No entanto, descobriu-se que a proibição cobre mais do que apenas os humanoides e quadrúpedes que a FCC mencionou inicialmente em seu anúncio. O regulador confirmou ao The Verge que a proibição inclui uma ampla gama de dispositivos, essencialmente proibindo qualquer novo dispositivo robótico que pese mais de 4,4 libras, conecte-se à internet e possa visualizar seu ambiente. Isso significa que a lista de proibidos inclui aspiradores de pó robóticos, cortadores de grama, robôs de entrega e assim por diante.

As agências disseram que robôs conectados à internet poderiam coletar dados sensíveis, ser usados para monitorar americanos ou potencialmente ser assumidos remotamente. Eles também alertaram que inversores de energia conectados—que convertem eletricidade entre diferentes formas para uso na rede elétrica—poderiam ser explorados para interromper partes da rede, roubar dados ou dar a invasores acesso não autorizado a sistemas críticos.

As restrições se aplicam apenas a futuros modelos de dispositivos que buscam aprovação da FCC. Elas não afetam produtos que já foram autorizados, e os consumidores podem continuar usando dispositivos que já possuem. Os varejistas também podem continuar vendendo modelos previamente aprovados.

A ação também não afeta compras ou uso por agências federais.
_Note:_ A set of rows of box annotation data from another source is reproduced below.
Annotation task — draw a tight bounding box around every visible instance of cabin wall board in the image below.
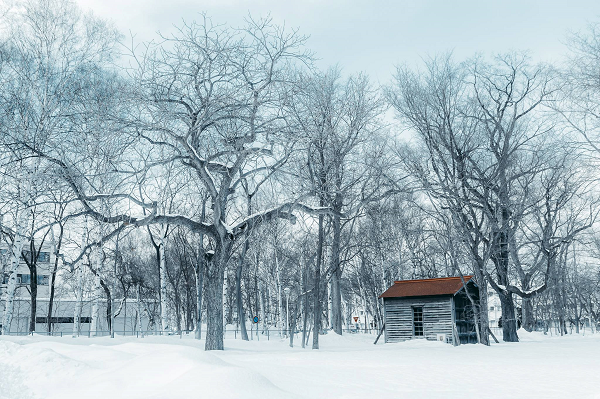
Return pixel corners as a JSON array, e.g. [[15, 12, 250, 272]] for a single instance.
[[384, 296, 452, 342]]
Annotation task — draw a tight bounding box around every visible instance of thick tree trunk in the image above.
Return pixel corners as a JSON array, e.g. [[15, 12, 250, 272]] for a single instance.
[[195, 262, 204, 339], [331, 202, 342, 335], [29, 266, 37, 333], [90, 270, 101, 337], [204, 242, 231, 351], [2, 209, 27, 334], [498, 292, 519, 342], [135, 284, 144, 338], [47, 223, 64, 333], [73, 265, 83, 337], [99, 279, 115, 338], [312, 212, 325, 349], [158, 234, 169, 331], [521, 298, 535, 332]]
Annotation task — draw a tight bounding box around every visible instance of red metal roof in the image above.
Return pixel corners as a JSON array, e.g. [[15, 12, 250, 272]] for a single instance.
[[379, 276, 473, 298]]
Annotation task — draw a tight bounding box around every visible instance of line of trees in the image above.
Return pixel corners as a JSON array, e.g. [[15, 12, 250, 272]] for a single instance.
[[0, 0, 600, 350]]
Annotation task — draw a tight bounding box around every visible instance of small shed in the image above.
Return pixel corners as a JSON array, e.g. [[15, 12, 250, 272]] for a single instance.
[[379, 276, 479, 345]]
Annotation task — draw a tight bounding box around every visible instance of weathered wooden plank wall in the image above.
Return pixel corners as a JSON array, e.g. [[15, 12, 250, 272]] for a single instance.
[[384, 296, 452, 342]]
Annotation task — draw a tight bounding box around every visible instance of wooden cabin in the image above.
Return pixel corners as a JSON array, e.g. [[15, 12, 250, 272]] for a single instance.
[[379, 276, 479, 345]]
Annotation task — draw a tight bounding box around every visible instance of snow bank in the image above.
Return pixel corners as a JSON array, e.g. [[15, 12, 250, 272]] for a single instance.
[[0, 331, 600, 399]]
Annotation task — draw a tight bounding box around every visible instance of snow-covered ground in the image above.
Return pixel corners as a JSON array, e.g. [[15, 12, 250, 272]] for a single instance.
[[0, 331, 600, 399]]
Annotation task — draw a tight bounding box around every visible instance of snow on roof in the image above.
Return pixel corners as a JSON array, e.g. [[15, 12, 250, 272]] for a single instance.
[[379, 275, 473, 298]]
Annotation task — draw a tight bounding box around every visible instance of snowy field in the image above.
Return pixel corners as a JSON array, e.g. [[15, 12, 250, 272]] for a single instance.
[[0, 330, 600, 399]]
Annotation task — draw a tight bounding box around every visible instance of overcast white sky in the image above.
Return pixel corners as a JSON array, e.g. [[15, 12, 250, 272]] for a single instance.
[[77, 0, 600, 83]]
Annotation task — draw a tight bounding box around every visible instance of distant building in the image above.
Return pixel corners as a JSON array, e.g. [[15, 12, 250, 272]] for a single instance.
[[380, 276, 479, 344], [0, 243, 153, 335]]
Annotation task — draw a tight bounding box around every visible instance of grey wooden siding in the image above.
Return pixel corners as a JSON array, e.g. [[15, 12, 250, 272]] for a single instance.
[[384, 296, 452, 342]]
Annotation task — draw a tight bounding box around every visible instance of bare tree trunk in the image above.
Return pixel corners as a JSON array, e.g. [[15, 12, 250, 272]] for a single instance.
[[312, 212, 325, 349], [158, 231, 170, 331], [2, 205, 27, 334], [90, 249, 102, 337], [498, 292, 519, 342], [47, 223, 64, 333], [204, 244, 232, 350], [330, 192, 342, 335], [135, 284, 144, 338]]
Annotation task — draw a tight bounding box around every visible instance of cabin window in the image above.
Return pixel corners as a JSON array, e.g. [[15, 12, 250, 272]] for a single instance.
[[413, 306, 423, 337]]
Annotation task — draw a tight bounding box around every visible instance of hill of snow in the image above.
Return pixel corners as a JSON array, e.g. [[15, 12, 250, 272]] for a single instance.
[[0, 331, 600, 399]]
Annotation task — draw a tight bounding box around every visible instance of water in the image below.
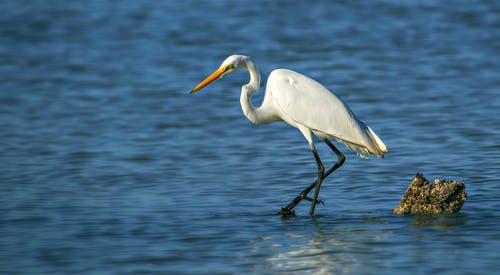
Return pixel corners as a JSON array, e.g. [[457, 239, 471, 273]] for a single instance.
[[0, 0, 500, 274]]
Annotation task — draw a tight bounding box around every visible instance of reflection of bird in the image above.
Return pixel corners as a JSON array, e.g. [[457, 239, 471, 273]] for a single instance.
[[191, 55, 387, 216]]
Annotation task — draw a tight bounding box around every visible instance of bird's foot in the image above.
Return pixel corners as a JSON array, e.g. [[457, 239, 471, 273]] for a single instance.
[[278, 207, 295, 218], [304, 197, 325, 205]]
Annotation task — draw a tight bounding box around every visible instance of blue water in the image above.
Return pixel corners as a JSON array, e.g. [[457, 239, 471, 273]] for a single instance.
[[0, 0, 500, 274]]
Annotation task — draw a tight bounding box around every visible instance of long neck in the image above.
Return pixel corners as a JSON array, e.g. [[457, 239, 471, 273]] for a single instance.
[[240, 60, 276, 124]]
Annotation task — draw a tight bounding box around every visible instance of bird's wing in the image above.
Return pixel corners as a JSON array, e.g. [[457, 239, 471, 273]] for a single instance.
[[266, 69, 386, 157]]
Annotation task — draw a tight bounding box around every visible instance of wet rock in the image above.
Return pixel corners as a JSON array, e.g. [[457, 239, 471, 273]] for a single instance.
[[392, 174, 467, 215]]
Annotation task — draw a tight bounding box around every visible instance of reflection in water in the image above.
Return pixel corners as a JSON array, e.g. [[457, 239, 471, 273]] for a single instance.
[[411, 213, 467, 230]]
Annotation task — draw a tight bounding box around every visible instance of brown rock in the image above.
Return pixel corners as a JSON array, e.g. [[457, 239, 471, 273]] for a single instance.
[[392, 173, 467, 215]]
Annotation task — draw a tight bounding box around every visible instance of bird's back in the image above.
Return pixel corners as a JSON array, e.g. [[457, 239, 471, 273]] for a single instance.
[[266, 69, 387, 157]]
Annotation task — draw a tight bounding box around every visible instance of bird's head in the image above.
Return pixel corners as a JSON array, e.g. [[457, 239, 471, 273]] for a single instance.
[[190, 54, 249, 94]]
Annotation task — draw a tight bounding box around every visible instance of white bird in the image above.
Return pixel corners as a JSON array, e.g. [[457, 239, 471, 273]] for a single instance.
[[190, 55, 387, 216]]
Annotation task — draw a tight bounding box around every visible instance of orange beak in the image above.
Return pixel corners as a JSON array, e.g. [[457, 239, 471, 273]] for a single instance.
[[189, 65, 232, 94]]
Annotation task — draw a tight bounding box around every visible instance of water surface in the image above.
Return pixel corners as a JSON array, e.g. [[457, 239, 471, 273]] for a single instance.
[[0, 0, 500, 274]]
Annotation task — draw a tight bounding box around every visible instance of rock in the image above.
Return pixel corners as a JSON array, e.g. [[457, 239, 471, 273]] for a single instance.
[[392, 173, 467, 215]]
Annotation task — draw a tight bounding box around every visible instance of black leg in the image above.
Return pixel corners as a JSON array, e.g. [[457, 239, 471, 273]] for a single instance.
[[309, 150, 325, 216], [280, 139, 345, 216]]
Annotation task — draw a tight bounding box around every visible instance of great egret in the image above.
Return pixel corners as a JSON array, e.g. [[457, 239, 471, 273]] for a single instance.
[[190, 55, 387, 216]]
De acordo com a FCC, os fabricantes ainda podem buscar autorização da FCC se primeiro receberem Aprovação Condicional do Departamento de Defesa ou, para inversores de energia, do Departamento de Segurança Interna, depois que essas agências determinarem que os produtos não representam riscos inaceitáveis à segurança nacional.

A ação da FCC ocorre enquanto a China corre para se tornar líder global em robótica humanoide.

Empresas chinesas, incluindo Alibaba e Unitree, aceleraram o desenvolvimento no último ano, com a Alibaba revelando sua plataforma de software de IA Qwen-Robot em junho e a Unitree impulsionando robôs humanoides de baixo custo para universidades, startups e laboratórios de pesquisa em todo o mundo.